26 Haziran 2024 Çarşamba

BEKLEMENİN BEKLENMEYEN ETKİLERİ ÜZERİNE SABAH SABAH

 

Dün göz doktoru kontrolünden sonra Kadıköy'deki alış veriş sanırım bana fazla geldi. Çünkü akşam eve döndüğümde migrenden beter bir başağrısı vardı. Önce açlıktan, susuzluktan zannettim ama yemek yedikten sonra da devam edince, anladım ki gün ortası saatlerde evde olmalıyım. Sıcak kimseye iyi gelmez ama bende gerçekten yıkıcı bir etki yapıyor. Evde parol dışında sadece vitamin hapı olduğundan bir tane parol ile sakinleşmeye çalışmak gerçekten zorladı. Çenemi, omuzlarımı, şiddetli ağrı karşısında kasılan alnımı ve yüzümü gevşek tutmakta çok zorlandım. Bir ara acillik olur muyum diye panikledim. Neyse ki serin su, gevşeme egzersizleri derken uyuyakalmışım. 

Ağrı nasıl korkutuyor insanı, ne kadar çaresiziz bedenin arızaları karşısında. Pandeminin hayatımıza girişiyle birlikte güçten düştüğümü hissediyorum. Geçen yaz uzun uzun suda kalmanın iyileştiriciliğini saymazsak insanın içi ve dışı birbirine paralel olarak ivme kaybediyor.

Kötülerin ve kötülüğün bunca güç kazanması hepimize pahalıya patladı. Etrafımda herkes birşeyler kaybetti. Kimi kariyeriyle, kimi sağlığı ve hatta canıyla ödedi başa çıkamadığı yaşamın bedelini. Bir de tuzu kuru olup, herşeye uzaktan bakanlar var ki, onların çoğu şükürler olsun benden uzak. İster istemez yolları ayırıyor insan. 

Bende pandemiden nasibini alanlardanım. Taşınmalar, iş değişiklikleri, ağrıyan bacak, hastalanan aile bireyleri derken zaten zar zor edindiğim rutin uçtu gitti. Şimdilerde elimde kalan sabah kahvesi ve klavyem. Elbette Thedora'm var bir de:)

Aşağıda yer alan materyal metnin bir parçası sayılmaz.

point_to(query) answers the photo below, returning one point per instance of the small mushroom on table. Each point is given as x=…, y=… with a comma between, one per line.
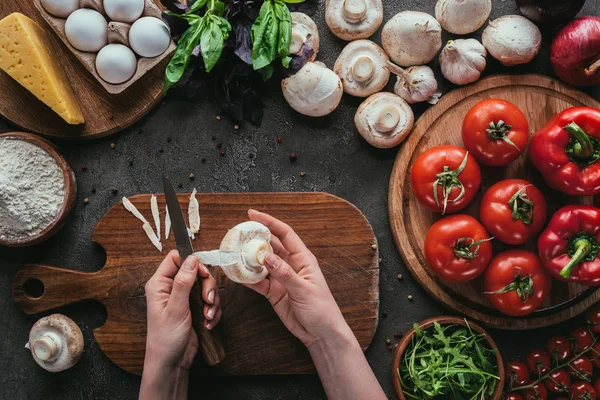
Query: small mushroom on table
x=353, y=19
x=315, y=90
x=384, y=120
x=363, y=68
x=305, y=34
x=242, y=253
x=56, y=342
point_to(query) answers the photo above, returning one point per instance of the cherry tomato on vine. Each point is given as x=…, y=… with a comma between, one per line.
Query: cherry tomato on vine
x=516, y=283
x=517, y=374
x=560, y=348
x=538, y=361
x=558, y=381
x=581, y=368
x=513, y=211
x=496, y=132
x=445, y=178
x=458, y=248
x=582, y=391
x=539, y=392
x=582, y=339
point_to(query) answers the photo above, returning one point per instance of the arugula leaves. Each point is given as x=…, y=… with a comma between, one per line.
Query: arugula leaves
x=448, y=362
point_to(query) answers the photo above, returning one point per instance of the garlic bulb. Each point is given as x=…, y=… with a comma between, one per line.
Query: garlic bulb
x=415, y=84
x=463, y=60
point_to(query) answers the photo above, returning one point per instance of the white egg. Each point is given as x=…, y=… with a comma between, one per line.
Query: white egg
x=60, y=8
x=124, y=10
x=149, y=37
x=86, y=30
x=116, y=63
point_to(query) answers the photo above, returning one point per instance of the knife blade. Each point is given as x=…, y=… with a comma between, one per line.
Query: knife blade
x=210, y=345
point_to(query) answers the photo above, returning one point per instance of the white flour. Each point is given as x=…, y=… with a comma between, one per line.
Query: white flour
x=32, y=189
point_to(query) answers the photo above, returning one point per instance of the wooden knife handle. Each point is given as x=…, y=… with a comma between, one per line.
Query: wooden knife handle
x=210, y=344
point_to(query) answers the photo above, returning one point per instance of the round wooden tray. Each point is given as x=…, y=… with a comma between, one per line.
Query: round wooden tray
x=540, y=98
x=445, y=320
x=104, y=113
x=70, y=191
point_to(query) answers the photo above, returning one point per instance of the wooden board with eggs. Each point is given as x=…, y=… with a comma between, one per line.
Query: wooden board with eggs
x=117, y=41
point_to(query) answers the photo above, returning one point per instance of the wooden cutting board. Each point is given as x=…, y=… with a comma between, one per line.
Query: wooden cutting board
x=255, y=341
x=540, y=98
x=104, y=113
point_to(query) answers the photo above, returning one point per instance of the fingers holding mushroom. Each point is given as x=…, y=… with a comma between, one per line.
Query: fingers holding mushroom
x=315, y=90
x=56, y=342
x=353, y=19
x=363, y=68
x=384, y=120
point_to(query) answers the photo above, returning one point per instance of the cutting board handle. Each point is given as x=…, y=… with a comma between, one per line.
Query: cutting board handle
x=39, y=288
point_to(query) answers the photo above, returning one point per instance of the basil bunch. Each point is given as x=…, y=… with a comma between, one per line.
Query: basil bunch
x=206, y=35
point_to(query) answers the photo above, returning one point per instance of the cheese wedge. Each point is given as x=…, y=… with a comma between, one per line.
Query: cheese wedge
x=26, y=55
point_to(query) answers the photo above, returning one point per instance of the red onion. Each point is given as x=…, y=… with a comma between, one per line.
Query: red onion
x=575, y=52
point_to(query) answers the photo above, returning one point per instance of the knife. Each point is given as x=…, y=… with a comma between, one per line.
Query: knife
x=210, y=345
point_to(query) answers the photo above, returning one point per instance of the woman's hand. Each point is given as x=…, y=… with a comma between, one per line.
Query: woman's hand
x=171, y=343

Yeniden hareketlenebilir miyim? Bir kez daha aktif olarak hayatın içinde olur muyum gerçekten bilemiyorum. Geriye dönüp baktığımda sinema festivalini iple çeken, bir arkadaştan diğerine koşan, etrafına hayat dağıtan o kadın ben miydim emin olamıyorum. Gerekli miydi ondan da emin olamıyorum. Dönemi için belki ama şimdi hayır.

Erken kabul edilmiş bir emeklilik, çabuk vazgeçmişlik denebilir içinde durduğum hale. Beklemek bana bir yandan durmanın güzelliğini, yavaş ve koşturmadan da yaşanabileceğini öğretirken, öte yandan tembelleştirdi. Sanırım ben tembelleşme kısmını sevmedim. Şimdi yavaş yavaş yeniden mutfağımı kuruyor, ders vermeye başlıyor ve kendimizi uzun yürüyüşlere çıkartıyorum. Böyle böyle beklemekten vazgeçip yeniden, bu kez seçtiğim tempoda hayata karışacağıma inanıyorum.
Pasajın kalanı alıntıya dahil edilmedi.